From these, we can go into examining the relationship between ego (which stands for “reason and circumspection”), id (which stands for the “untamed passions”), and superego (which is “representative of all moral restrictions”); as well as their collective relationship to the conscious and the unconscious. In the biography, Leonardo da Vinci, Freud analyses Da Vinci’s works, his character, intentions, desires, behaviour etc. in terms of “sexuality”, or libidinal investments that get translated into socially acceptable activities.
Freud offers a model for the sexual growth of a child in three phases --- oral, anal, and physical. In all these phases he sees an essential opposition between what he calls the ‘pleasure principle’ (or the pleasure of the senses) as opposed to the ‘reality principle’ (which can be accommodated in the social space). The acceptance of the state of suspension of pleasure gets worked out through substitution of pleasure activities. As Freud says, “The opposite of play is not what is serious but what is real.” The child at play imagines a correspondence between the world of pleasure and the world of reality, which is similar in case of creative artists like Leonardo da Vinci. The links between the two world is provided through different compensatory devices. According to Freud, Leonardo da Vinci compensates by remembering only a reconstructed version of happenings in childhood, as is reflected in his dreams (like the vulture phantasy) or paintings.
The way Freud solves the “riddle of Leonardo’s character” in Leonardo da Vinci, can be seen in relation to the four hypotheses of Psychoanalytic Criticism :
1) The first hypothesis is that sexuality is the constitutive factor in the construction of the subject : In Freudian psychology, at the centre of consciousness (which also accommodates the unconscious and the subconscious) is the libido, that is represented as libidinal investment. Libido refers not only to sexual instinct, but also to a vast and complex network of drives and energies.
The ways through which libidinal investment can be translated are : condensation, displacement, and symbolism. Importantly, Freud shows that the artist’s creative activities are manipulations of libidinal investments.
2) The second hypothesis states that the work of art is analogous to phantasy : Freud argues that Leonardo da Vinci’s vulture phantasy stresses the intensity of the erotic relations between mother and child. Freud says that it was Leonardo da Vinci’s mother who possessed the mysterious smile that he found again in the Florentine lady Mona Lisa,and from then on the captivating smile reappears in most of his pictures : it is given to Leda, to John the Baptist, to Bacchus, and so on.
3) The third hypothesis specifies that the purpose of the work of art is analogous to that of a dream, thus leading to the secret gratification of an infantile and forbidden wish.
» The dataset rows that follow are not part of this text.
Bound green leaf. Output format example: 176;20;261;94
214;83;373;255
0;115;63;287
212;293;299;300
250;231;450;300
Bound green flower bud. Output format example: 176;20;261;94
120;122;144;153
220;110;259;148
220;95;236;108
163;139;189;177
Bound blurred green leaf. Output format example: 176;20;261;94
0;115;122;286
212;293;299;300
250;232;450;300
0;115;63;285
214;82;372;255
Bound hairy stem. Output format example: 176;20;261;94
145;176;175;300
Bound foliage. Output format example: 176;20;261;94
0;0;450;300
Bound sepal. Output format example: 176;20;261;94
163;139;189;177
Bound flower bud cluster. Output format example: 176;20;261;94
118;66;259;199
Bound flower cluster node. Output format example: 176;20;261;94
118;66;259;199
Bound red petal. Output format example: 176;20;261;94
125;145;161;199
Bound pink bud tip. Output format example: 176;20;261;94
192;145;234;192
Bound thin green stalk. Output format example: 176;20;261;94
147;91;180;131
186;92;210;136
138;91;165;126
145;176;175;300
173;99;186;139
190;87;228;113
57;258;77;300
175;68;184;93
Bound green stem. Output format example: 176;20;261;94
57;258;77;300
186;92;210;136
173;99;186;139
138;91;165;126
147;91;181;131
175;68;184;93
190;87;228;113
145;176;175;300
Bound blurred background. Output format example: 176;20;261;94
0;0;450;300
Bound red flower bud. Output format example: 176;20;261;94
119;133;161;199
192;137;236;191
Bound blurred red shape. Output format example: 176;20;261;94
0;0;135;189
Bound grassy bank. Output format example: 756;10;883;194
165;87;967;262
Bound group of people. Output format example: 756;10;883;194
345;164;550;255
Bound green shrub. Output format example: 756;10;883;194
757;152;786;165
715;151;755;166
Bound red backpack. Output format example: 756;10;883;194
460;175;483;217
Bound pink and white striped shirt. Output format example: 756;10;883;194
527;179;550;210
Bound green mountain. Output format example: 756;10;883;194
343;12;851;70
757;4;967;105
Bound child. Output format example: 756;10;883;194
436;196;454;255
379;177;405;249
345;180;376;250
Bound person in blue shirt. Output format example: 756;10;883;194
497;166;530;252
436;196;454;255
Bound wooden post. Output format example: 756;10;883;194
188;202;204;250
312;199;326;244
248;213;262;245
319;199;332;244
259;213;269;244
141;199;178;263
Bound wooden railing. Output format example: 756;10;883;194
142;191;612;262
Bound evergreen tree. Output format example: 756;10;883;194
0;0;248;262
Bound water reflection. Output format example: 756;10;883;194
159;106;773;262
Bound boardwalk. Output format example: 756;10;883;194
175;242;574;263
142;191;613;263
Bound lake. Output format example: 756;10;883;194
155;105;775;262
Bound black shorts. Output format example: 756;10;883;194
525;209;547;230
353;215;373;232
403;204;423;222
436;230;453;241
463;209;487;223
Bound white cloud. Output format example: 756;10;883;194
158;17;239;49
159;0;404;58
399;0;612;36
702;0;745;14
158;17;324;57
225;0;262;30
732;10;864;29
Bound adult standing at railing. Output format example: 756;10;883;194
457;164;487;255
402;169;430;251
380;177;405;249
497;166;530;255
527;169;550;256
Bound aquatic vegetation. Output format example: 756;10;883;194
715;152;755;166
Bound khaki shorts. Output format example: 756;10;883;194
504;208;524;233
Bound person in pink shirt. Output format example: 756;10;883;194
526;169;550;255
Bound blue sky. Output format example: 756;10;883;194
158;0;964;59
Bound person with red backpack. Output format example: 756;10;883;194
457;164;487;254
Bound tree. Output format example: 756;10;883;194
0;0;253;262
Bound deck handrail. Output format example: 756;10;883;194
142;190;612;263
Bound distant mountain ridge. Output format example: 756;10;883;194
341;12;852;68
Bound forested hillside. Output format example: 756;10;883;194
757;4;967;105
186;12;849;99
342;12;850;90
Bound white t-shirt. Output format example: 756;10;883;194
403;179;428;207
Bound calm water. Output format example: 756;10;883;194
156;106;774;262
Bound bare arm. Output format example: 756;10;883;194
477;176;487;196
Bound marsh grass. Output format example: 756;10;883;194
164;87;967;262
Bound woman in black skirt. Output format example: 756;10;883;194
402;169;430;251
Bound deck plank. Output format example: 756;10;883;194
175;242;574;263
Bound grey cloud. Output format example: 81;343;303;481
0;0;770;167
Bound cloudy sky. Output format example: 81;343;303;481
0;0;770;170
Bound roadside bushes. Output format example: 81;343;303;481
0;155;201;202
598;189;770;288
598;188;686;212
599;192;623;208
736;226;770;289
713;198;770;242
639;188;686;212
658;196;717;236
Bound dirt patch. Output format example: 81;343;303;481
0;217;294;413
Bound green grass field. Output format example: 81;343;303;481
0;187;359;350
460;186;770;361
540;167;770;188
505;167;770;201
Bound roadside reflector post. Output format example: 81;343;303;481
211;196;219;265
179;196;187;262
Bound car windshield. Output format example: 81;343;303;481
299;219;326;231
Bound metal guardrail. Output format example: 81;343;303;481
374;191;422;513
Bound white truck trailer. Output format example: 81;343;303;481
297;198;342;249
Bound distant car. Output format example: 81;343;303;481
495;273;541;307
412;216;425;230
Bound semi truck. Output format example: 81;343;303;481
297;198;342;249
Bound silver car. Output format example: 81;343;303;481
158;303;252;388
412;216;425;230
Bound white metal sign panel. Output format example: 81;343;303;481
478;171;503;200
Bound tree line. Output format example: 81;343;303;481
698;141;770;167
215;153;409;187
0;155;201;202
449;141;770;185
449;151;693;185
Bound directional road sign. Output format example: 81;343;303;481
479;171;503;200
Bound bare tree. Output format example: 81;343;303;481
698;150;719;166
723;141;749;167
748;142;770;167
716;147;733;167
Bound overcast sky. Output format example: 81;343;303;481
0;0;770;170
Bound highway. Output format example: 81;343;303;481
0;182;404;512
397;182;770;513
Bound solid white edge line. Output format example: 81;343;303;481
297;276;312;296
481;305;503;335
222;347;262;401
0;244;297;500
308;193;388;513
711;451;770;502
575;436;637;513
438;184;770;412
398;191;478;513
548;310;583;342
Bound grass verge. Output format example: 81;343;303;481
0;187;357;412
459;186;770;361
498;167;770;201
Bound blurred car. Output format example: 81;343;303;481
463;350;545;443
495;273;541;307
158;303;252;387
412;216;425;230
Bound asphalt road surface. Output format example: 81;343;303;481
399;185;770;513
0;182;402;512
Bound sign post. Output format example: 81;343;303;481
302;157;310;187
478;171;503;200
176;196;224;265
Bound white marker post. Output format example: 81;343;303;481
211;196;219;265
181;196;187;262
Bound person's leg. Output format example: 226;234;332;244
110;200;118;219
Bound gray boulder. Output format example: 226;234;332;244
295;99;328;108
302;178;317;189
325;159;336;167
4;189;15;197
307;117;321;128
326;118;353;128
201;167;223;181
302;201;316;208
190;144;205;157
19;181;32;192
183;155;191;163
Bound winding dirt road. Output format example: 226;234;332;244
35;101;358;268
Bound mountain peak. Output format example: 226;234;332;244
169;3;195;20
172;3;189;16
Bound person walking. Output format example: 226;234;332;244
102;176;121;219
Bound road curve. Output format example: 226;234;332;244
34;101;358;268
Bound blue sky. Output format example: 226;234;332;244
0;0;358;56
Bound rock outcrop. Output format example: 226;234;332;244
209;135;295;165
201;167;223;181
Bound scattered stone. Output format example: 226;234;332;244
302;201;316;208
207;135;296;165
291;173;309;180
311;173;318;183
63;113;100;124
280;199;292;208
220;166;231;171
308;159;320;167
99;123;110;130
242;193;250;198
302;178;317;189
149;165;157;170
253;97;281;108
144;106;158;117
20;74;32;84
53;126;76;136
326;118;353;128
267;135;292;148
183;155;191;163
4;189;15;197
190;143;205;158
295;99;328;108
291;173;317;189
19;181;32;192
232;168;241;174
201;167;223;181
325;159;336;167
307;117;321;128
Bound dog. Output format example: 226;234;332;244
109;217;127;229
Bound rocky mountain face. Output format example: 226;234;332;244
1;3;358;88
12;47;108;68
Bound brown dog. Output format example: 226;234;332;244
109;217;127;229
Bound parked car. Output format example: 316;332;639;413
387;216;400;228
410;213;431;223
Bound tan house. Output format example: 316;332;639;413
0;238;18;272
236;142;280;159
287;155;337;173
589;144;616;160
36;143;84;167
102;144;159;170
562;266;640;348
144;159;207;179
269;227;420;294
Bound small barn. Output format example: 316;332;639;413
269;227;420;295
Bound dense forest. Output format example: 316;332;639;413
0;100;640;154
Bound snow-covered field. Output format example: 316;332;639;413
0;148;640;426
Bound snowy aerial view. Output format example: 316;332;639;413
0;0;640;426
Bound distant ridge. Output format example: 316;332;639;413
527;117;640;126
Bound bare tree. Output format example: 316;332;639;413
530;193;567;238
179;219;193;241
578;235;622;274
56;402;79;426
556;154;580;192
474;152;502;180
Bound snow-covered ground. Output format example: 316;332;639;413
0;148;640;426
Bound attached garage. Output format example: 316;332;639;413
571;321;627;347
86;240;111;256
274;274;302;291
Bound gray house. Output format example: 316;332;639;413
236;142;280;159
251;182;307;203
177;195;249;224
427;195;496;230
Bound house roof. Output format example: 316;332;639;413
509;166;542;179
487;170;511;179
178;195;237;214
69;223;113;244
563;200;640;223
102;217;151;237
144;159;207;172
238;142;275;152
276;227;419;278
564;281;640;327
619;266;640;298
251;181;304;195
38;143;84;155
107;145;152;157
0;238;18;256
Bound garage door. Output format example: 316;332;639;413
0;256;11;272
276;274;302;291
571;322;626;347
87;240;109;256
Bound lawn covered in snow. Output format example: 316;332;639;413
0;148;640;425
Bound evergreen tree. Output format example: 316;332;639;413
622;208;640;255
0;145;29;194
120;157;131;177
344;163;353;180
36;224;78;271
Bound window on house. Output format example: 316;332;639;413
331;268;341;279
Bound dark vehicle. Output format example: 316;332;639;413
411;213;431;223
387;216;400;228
4) The fourth hypothesis suggests that the psychoanalytic critic aims at the network of relations between desire and figuration, through the analysis of tropes : In Leonardo da Vinci’s case, sexual repression is sublimated into curiosity, and research becomes substitute to sexual activity, for an artist as well as for a scientific investigator.
Thus taking the instance of Leonardo da Vinci, Freud shows that there does exist a large and considerable part of the psyche which is not under the direct control of the individual. Also, a huge part of what we assume one has apparently forgotten is in fact stored, and that finds expression through various mediums. It is seen in the biography how the analyses of the work of an artist, dreams, phantasies, even certain personality traits and behaviour patterns can bring forth the association between the conscious and the unconscious, thus leading to an understanding of the individual psyche. Moreover, Freud’s theories concerning child psychology are explored in his book Leonardo da Vinci, that deals largely with the subject’s memory (which is a filtering mechanism that distorts and reconstructs what is to be remembered) of childhood. Although the biography is based upon controversial research, it offers a fascinating insight into the character and work of Leonardo da Vinci.